By Vinayak Chakravorty
You would love or hate this one largely depending on how you take the ending. For most parts watching the film, you gather that “The Silence Of The Marsh” is about a crime novelist who resorts to crime to draw inspiration for his stories. Then, as the film ends, the narrative tosses an open-ended spin that would seem born more out of the need to leave an impact than necessity.
That sort of an open ending is not uncommon in world cinema but it comes with a problem unless it is smart enough. Despite belonging to the saleable genre of crime thriller, Marc Vigil’s debut directorial feature film wouldn’t fit everyone’s idea of entertainment. The story could seem rather vague for many in the end — especially those who like their on-screen climaxes well-explained.
If you binged on “Money Heist”, you already know the film’s dapper lead actor Pedro Alonso, as Berlin from that web series. Here, he plays a silent, scheming novelist simply introduced as Q who doesn’t think twice before bumping off a cabbie because he finds him irritating. The protagonist of his book kills as easily, and when Q is asked, he coldly declares: “Because he can.”

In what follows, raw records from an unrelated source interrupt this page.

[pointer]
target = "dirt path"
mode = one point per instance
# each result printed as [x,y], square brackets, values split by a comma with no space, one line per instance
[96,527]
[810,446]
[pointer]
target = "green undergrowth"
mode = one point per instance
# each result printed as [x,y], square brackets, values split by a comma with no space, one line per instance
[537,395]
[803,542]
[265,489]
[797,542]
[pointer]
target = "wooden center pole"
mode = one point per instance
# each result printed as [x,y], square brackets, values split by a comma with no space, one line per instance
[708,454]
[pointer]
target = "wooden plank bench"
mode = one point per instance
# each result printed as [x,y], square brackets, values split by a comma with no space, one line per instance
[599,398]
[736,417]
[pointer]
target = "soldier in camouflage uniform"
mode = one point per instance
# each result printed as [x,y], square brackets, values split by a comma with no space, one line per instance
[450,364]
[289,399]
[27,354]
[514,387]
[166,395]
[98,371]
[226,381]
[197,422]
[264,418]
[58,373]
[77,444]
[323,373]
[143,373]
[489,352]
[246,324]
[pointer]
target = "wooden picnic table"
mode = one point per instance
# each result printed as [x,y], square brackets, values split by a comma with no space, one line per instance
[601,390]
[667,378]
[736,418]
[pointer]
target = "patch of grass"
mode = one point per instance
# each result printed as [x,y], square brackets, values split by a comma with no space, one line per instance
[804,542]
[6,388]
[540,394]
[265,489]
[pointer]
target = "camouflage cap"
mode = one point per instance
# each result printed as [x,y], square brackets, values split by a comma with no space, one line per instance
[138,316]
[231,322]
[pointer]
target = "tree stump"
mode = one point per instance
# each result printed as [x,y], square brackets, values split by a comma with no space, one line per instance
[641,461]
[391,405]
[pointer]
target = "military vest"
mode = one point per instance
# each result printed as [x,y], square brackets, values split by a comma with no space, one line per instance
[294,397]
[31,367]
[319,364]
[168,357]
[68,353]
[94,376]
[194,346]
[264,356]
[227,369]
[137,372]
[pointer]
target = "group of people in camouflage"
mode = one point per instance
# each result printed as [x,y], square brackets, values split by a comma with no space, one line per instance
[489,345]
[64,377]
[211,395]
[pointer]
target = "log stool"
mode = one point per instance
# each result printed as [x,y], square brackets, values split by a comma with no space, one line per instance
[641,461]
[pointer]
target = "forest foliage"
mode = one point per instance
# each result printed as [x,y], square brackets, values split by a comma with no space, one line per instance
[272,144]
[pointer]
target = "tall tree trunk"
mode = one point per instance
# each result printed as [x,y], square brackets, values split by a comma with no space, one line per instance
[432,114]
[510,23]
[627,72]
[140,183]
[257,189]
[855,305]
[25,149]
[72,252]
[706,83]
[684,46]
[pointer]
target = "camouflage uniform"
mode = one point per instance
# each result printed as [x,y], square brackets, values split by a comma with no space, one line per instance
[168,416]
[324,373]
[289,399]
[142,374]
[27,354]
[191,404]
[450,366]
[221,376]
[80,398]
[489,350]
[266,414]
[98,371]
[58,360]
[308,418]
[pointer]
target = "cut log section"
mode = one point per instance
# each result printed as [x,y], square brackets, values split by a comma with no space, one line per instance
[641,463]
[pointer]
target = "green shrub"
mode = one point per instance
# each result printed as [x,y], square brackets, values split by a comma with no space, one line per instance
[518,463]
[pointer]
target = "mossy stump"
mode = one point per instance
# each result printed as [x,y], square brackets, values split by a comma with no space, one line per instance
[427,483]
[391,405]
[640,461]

Carlos de Pando and Sara Antuna’s screenplay, based on Juanjo Braulio’s novel of the same name as the film, draws you into the narrative on that note, and you are instantly interested. The concept seems tailormade for an enjoyable neo-noir thriller that mixes psychological drama with a twist of tension, you reckon.
The idea of a writer or creative artiste letting himself be pushed by darker psyche in order to create something perfect is not new. Random recall would bring the Coen Brothers’ gem “Barton Fink” to mind, or Spike Jonze’s simply brilliant “Adaptation”. Nearly two decades back Matthew Parkhill made “Dot The i” (which spawned Bollywood ‘inspirations’ of varying messed-up proportions as “Shabd” and “Naqaab”).
Each of these international efforts, while bearing a broader likeness in theme, are wholly different from each other, and “The Silence Of The Marsh” comes with its individual stamp, too.
The trouble with Marc Vigil’s feature is you get the feeling the film cannot decide what it wants to be. “The Silence Of The Marsh” is too abstruse in its narrative style to engage the wider audience, and at the same time, despite its abstract overtones, not intelligent enough as a thriller to surprise the more cinematically-versed.
If the idea was to solely cash in on Pedro Alonso’s post “Money Heist” star status that bit should work for the film. Alonso as Q makes for a mean psycho, ruthless at all times and violent when he needs to be. It is a quietly evil role, and Alonso renders the right amount of menace. In a film that does not have too many characters, he does well to hold it together with assured screen presence.
For a 92-minute deal, “The Silence Of The Marsh” is okay for a watch if you are game for an unusual package that intrigues, never mind it is imperfect.